O Segredo: Ouse Sonhar é uma ficção derivada da franquia de livros e filmes que traz inclusive o selinho que a identifica. O longa, dirigido por Andy Tennant, conhecido por romances como Para Sempre Cinderela, não vai muito além do básico, tudo é esquemático, bem tradicional e extremamente fácil, para que não haja perigo que o espectador se confunda. O pessimista e negativo é assim completamente e em tempo integral, não há uma fala em que ele se mostre diferente. O otimista é do mesmo jeito, só que ao contrário. Tudo é facilitado, não há uma preocupação de que esteja demonstrado no modo de pensar os planos, na trilha, nada, tudo está nos diálogos e nas atuações.
Não que elas precisem de muito esforço, mas são importantes para manter a postura de positividade e negatividade como pólos de demarcam o andamento da trama, conduzida por Katie Holmes (de A Justiceira) e Josh Lucas, que já trabalhara com Tennant em Doce Lar. Aliás, ambos fazem até muito mais do que podem com o pouco material que tem em mãos, o roteiro de Bekah Brunstetter (responsável pela adaptação), do próprio diretor e Rick Parks é bastante complicado. Além de investir em impasses e dilemas que não fazem nenhum sentido para a relação principal do filme apenas para ganhar tempo – aquele clássico encher linguiça -, tenta confundir o espectador.
Outras pequenas coisas também incomodam, como a não atualização. Ainda que tenha uma cara um pouco mais elaborada do que uma produção do Hallmark Channel é como se O Segredo: Ouse Sonhar carregasse uma espécie de marca sutil daqueles filmes famílias de lá. O sentimento é de algo deslocado no tempo, o que se acentua com alguns diálogos e afirmações como “é coisa de garoto”, “vive numa casa de meninas”, “uma mulher direita não deve se comportar assim”, “poucos homens estariam dispostos a assumir uma mulher como você” e coisas do tipo que já não fazem mais o menor sentido hoje em dia. Até mesmo alguns personagens parecem ter saído de uma máquina do tempo, como a Bobby de Celia Weston (de Um Senhor Estagiário), sogra da protagonista. Fica sempre uma coisa com cheiro muito forte de naftalina.

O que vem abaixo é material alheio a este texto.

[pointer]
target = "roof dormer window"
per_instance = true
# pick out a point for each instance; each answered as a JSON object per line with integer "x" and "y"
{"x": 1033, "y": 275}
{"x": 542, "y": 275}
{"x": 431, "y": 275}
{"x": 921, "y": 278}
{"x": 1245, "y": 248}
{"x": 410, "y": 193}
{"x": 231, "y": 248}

Outros incômodos vão além da questão fílmica, alcançam a própria teoria e talvez estejam muito mais associados à visão pessoal da crítica. Há sempre uma conotação muito apegada ao ter. O destaque aos bens materiais, as roupas, os carros estão sempre induzindo aquela lógica capitalista de que só existe felicidade se há a mansão dos sonhos, a caminhonete na garagem, o computador sobre a mesa e o pônei no estábulo. Há uma relação com a teoria também e o modo como ela é transmitida também assumem um caráter quase religioso, o que também ultrapassa uma linha confusa.
Mas, ainda assim, tendo por trás de si uma das mais influentes teorias da história, o filme vai encontrar o seu público, assim como fez o documentário e o primeiro livro. Mas, enquanto produto audiovisual, O Segredo: Ouse Sonhar é como um telefilme produzido em larga escala para a no final dos anos 1990, começo dos anos 2000, com movimentos padrão, cenários locados, falas quadradas e final redondinho. Ah, a pizza é melhor pedir mesmo, viu?